Citrobacter rodentium is a mouse-restricted enteric pathogen that causes colitis with marked infiltration of inflammatory cells and a characteristic colonic hyperplasia1,29. While most mouse strains suffer relatively mild, self-limiting inflammation following C. rodentium infection, we have shown that susceptible mouse strains suffer fatal diarrheal disease due to robust Rspo2 induction during infection3. However, the pathways downstream of Rspo2 and the mechanisms leading to the breakdown of intestinal homeostasis and the development of intestinal dysfunction are still not fully understood. In the present study, we applied an unbiased, global approach through RNA sequencing technology to characterize the shared response to C. rodentium infection in susceptible and resistant congenic mice, and the Rspo2-mediated intestinal dysfunction pathway signature and networks that regulate loss of intestinal homeostasis and disease tolerance. While past studies have performed gene expression profiling of C. rodentium-infected susceptible and resistant mice using microarrays13,32, our experimental design offers two major advantages. First, contrary to comparing the host effect to infection using divergent mouse strains, which have numerous genetic and phenotypic differences, our unique susceptible and resistant congenic strains provide an excellent means to study the biological effects of Rspo2 independent of the remaining genome. Second, RNA-seq allows for unbiased detection of novel transcripts since it does not require transcript-specific probes like in microarrays.

We first assessed the global shared response to infection in both strains by performing differential expression analysis between the uninfected and infected groups using edgeR and DESeq2. As previously reported, genes involved in ion transport activity and immune responses were highly modulated during infection13,32. There was an overall decreased ion transport activity during infection (albeit more so in susceptible mice due to loss of intestinal differentiation) as exemplified by the reduced expression levels of the solute carriers Slc4a4 and Slc9a2 in both susceptible and resistant congenic mice. Infection with C. rodentium provokes a robust immune response characterized by a mixed Th1/Th17 response29,40,41. Consistent with existing microarray data of infected resistant C57BL/6 mice13, our functional enrichment analysis revealed a similar up-regulation of several immunoregulatory pathways of chemokines and cytokines in our susceptible mice. Although this suggests that the host immune response to infection is not impaired in susceptible mice, whether these immunoregulators are able to properly direct chemotaxis and elicit appropriate inflammatory functions in our mice has not been addressed here.
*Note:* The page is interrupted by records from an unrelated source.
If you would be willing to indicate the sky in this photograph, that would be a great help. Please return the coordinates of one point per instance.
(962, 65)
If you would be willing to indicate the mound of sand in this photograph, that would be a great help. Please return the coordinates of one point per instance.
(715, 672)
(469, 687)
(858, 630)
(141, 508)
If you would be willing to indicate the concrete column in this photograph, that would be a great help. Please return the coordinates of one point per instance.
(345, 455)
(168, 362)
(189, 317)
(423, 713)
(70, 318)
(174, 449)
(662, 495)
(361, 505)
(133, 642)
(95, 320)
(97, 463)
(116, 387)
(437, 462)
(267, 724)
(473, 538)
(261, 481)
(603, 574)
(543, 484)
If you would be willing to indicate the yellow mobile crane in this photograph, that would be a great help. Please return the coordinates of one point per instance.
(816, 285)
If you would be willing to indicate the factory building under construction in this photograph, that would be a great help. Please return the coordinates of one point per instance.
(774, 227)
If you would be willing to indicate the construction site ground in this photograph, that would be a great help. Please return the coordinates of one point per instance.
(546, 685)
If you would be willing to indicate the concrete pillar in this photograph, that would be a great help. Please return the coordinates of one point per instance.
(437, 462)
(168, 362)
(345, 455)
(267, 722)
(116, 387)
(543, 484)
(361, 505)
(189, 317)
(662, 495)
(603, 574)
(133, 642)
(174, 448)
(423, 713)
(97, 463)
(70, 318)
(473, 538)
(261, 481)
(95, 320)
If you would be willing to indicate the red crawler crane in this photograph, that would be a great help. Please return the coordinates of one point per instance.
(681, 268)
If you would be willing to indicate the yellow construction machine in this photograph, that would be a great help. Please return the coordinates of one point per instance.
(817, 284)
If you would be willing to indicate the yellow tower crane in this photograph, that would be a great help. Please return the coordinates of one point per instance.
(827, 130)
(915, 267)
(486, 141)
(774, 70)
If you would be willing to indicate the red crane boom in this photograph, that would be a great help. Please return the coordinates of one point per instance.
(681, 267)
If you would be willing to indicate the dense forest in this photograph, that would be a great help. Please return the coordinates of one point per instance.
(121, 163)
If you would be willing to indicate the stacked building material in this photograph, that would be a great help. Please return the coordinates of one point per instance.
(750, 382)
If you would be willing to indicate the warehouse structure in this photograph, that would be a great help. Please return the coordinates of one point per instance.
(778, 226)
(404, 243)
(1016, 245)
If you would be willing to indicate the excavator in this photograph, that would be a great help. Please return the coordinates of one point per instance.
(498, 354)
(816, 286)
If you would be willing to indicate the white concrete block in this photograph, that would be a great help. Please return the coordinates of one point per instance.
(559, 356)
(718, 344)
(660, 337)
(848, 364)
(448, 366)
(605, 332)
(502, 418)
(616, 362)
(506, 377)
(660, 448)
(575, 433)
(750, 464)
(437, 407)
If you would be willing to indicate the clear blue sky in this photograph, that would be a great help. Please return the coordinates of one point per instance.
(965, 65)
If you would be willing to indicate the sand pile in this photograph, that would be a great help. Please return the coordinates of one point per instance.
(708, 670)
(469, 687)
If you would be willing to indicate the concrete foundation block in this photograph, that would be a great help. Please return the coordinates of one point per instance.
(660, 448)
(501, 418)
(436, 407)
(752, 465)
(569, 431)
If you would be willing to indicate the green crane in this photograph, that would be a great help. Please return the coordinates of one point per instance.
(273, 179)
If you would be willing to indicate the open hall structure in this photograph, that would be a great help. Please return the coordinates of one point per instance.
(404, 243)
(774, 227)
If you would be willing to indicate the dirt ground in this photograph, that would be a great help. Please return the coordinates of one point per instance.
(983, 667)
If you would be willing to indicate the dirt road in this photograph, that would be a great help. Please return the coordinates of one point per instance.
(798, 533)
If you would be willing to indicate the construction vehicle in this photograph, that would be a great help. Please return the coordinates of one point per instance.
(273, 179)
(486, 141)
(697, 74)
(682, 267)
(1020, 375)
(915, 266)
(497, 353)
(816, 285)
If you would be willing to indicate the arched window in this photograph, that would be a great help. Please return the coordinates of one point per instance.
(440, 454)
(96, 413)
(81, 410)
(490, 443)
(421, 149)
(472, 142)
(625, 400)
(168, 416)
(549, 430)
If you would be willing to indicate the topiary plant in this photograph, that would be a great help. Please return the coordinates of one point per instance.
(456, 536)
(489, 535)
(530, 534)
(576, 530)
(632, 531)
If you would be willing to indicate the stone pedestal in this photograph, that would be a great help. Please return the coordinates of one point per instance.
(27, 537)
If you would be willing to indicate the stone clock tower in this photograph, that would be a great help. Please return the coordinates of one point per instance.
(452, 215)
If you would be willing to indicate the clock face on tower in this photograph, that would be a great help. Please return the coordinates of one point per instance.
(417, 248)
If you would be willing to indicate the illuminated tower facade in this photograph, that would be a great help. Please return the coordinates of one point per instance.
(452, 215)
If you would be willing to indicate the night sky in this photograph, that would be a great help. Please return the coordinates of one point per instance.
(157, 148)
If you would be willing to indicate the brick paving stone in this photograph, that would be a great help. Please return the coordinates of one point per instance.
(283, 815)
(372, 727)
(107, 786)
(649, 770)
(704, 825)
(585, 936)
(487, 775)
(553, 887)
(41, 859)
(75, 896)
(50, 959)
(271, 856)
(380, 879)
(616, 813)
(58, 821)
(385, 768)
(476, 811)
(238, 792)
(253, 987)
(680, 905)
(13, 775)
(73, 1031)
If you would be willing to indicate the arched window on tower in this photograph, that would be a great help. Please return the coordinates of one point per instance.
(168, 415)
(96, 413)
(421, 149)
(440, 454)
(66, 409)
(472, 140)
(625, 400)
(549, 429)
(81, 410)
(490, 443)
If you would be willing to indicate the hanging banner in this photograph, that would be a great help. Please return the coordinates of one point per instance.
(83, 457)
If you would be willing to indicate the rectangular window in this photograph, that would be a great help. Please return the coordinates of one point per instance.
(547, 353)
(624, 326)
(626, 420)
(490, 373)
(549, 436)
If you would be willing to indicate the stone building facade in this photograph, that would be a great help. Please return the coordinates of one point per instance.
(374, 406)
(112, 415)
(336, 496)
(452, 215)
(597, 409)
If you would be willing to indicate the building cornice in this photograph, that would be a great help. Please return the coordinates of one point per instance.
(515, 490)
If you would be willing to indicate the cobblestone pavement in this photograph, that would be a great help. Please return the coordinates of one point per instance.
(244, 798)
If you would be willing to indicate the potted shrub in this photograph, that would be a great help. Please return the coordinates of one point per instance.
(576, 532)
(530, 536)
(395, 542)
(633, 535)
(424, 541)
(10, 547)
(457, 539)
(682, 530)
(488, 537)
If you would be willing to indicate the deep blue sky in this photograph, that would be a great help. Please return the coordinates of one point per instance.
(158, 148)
Other over-represented pathways were involved in changes in metabolism and ECM organization. We observed a striking modulation of key genes involved in the Warburg-like metabolic effect including Slc16a3, Ldha, and Ppargc1a that together lead to decreased pyruvate oxidation. Rapidly dividing cells in the lower colonic crypt utilize oxidative metabolism to a lesser extent than differentiated cells at the luminal surface15,16. The modulation of genes involved in mediating the Warburg effect may reflect a metabolic shift in the epithelium due to the expansion of undifferentiated proliferating cells that occurs during C. rodentium infection. This phenomenon has recently been suggested to contribute to the overgrowth of aerobic C. rodentium in the colon due to increased oxygenation of the mucosal surface42. Another metabolic pathway shown to be enriched during infection was in arachidonic acid metabolism as exemplified by the increase in phospholipases responsible for the release of arachidonic acid from cell membranes. Upon release, arachidonic acid is involved in three major pathways: the cyclooxygenase (Cox) pathway, the epoxygenase pathway, and the lipoxygenase (Alox) pathway43. Our RNA-seq dataset revealed decreased expression in Cox-1 (also known as Ptgs1) and no significant modulation of Cox-2 (also known as Ptgs2). Similarly, we observed decreased expression of the majority of epoxygenases including Cyp2c44, Cyp2c55, Cyp2c65, and Cyp2c68. In contrast, the observed induction of Alox12, albeit higher in susceptible mice, suggests that the lipoxygenase pathway may be the major pathway involved in arachidonic acid metabolism during C. rodentium infection.

The ECM provides a physical framework for cells and tissues and is essential for various physiological processes including cell adhesion, migration, proliferation, and differentiation. As such, ECM remodeling events are frequently seen in wound healing processes as well as in cancers21. We observed a number of genes within our top 20 DEG list that are highly relevant for ECM organization including a profound up-regulation of genes involved in collagen deposition. Collagens provide a scaffold for ECM assembly and its deposition is critical for promoting structural integrity during mucosal wound repair. Indeed, prolyl-4-hydroxylases such as P4ha1 are essential for pro-collagen biosynthesis while overexpression of Lox in dermal wounds has been shown to enhance the mechanical strength of collagen scaffolds through collagen crosslinking44,45. Furthermore, we observed an increase in Pdpn expression, which is present on lymphatic stromal cells important for the secretion of ECM proteins and the regulation of tissue remodeling. However, we also noted reduced expression of major structural components of the ECM and genes involved in microtubule polymerization. Notably, loss of Col4a5 and Col4a6 chains in CRC tissues have been suggested to be related to the observation that cancer cells break through the epithelial basement membrane during the early stages of cancer cell invasion28. Collectively, our data suggest that the normal production and organization of the ECM might also be disrupted during C. rodentium infection.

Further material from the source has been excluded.